2. Grid iterator on Rosenbrock function#
In this example, we will use the grid iterator on the Rosenbrock function. The Rosenbrock function is a well-known test function from optimization. It serves as the “computational model” for this example. The grid iterator evaluates a model based on a grid of the input space.
You can use QUEENS by writing a small Python script that you use to run QUEENS.

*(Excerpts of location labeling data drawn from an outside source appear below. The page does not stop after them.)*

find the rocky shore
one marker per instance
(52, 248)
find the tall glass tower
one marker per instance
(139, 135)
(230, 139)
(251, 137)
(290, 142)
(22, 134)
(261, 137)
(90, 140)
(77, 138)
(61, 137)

In this tutorial, we will follow the aforementioned approach and work with the script-based workflow. This allows you to run and interact with QUEENS directly in Jupyter notebooks.
[2]:
from queens.distributions.uniform import Uniform
from queens.drivers import Function
from example_simulator_functions.rosenbrock60 import rosenbrock60
from queens.global_settings import GlobalSettings
from queens.iterators.grid import Grid
from queens.main import run_iterator
from queens.models.simulation import Simulation
from queens.parameters.parameters import Parameters
from queens.schedulers import Local
from queens.utils.io import load_result
The following parameters define the experiment name (which output files would be named after) and output directory (where output files will be placed):
[3]:
# Global settings
experiment_name = "grid_iterator_rosenbrock"
output_dir = "./"
Here we define two parameters for our experiment: \(x_1\) and \(x_2\), both as a uniform distribution, and then grouped into a QUEENS Parameter container:
[4]:
#### Model setup ####
# Model parameters
x1 = Uniform(lower_bound=-2.0, upper_bound=2.0)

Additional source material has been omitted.